By Jamé Jackson Being your own boss sounds amazing, right? You can make your own hours, work from the comfort of your living room, even stay in your sweatpants all day if you want! But don’t get too carried away, young whippersnapper—it also takes a whole lot of effort to ensure your own success. When I started my site, TheBlondeMisfit, I quickly figured out it was more complicated than I had imagined. Thinking about becoming your own boss or starting your own brand? Here are three things I wish I had been given a heads-up on before I took the leap.

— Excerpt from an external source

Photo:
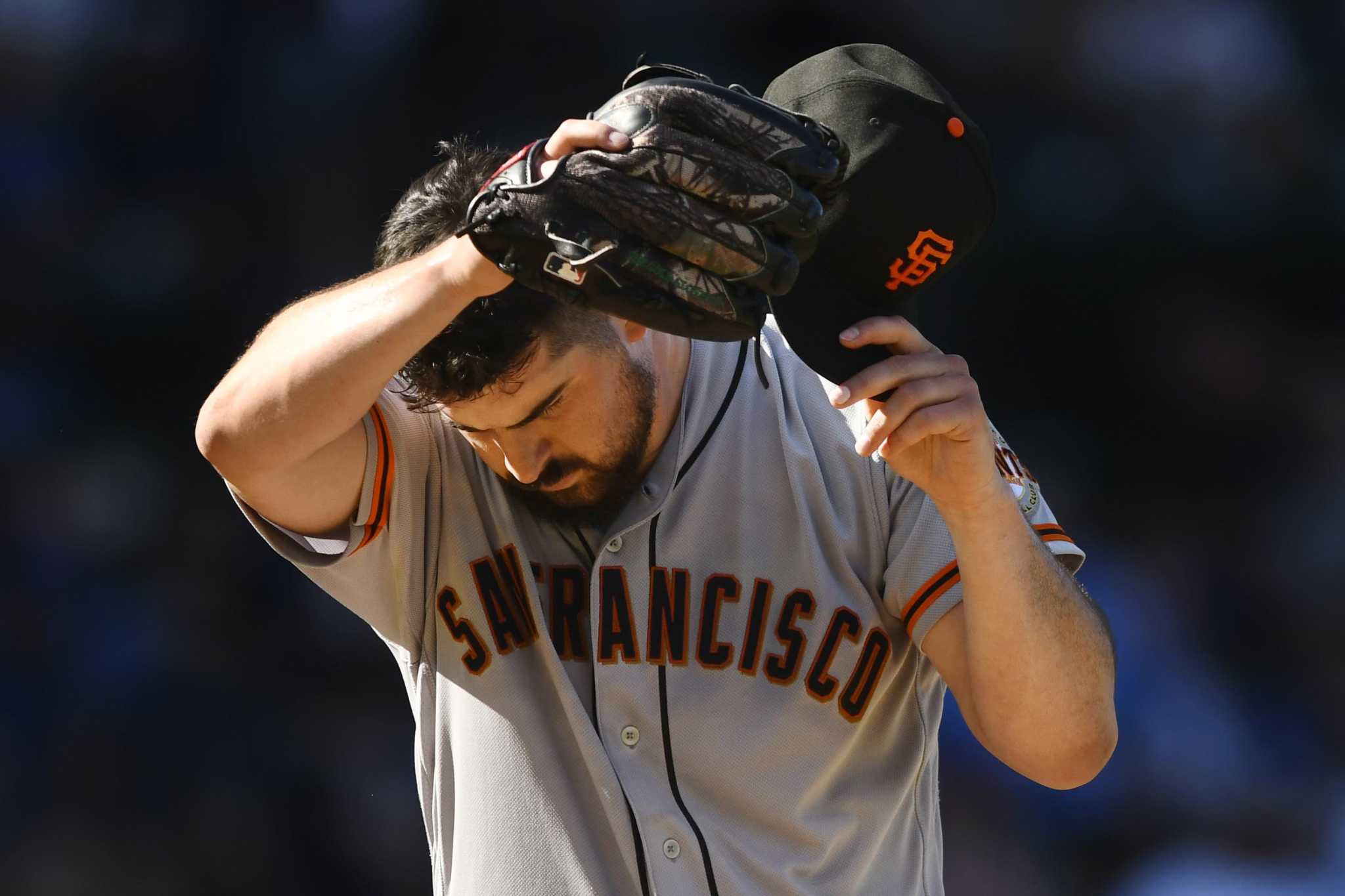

It’s easy to overwork yourself.
Having a corporate job meant that I clocked in at 9 and out at 5. Running my own site, however, means that I start earlier in the day and continue later into the night. And if there’s breaking news? I’m writing it up immediately. It’s important to be on top off what’s happening, but you also need time to relax. So put yourself on a schedule like you would at an office job, whether it’s working from 9 to 5, 10 to 6, or whatever other hours are best for you. Establishing boundaries will let you sleep and have a life outside of your job. Plus, your work quality will be better when you allow yourself to step away.
“What you kill, you eat.”
Running my own brand means that I have to constantly be in “hustle” mode to ensure that I can afford things like groceries, rent, transportation, and health insurance. If I don’t work, I don’t make money. Being your own boss puts all of the responsibility on you—and that can lead to burnout if you haven’t established boundaries and end up working yourself too hard. While you must “kill” somehow, there’s a difference between working harder and working smarter. You may have to think outside of the box to sustain yourself. Things like freelancing, consulting, and temping can all be ways to get a few extra dollars. Every penny counts.
You have to be assertive.
People often attempt to downplay the work that I do simply because I’m my own boss. Remember: You are the head honcho and that requires a level of confidence. You don’t need to be a jerk to show people you’re in charge, but you will need a backbone to stand up to anyone speaking down to you or trying to take advantage of you. Learning how to say no was the best thing I could have done—it spared me the hardship of partnering with people who were not on brand or accepting work that was below my bottom line, ultimately saving me lots of stress. The reality is you will make mistakes, and that’s OK. But know that nobody else will have your back the way you do. You got this!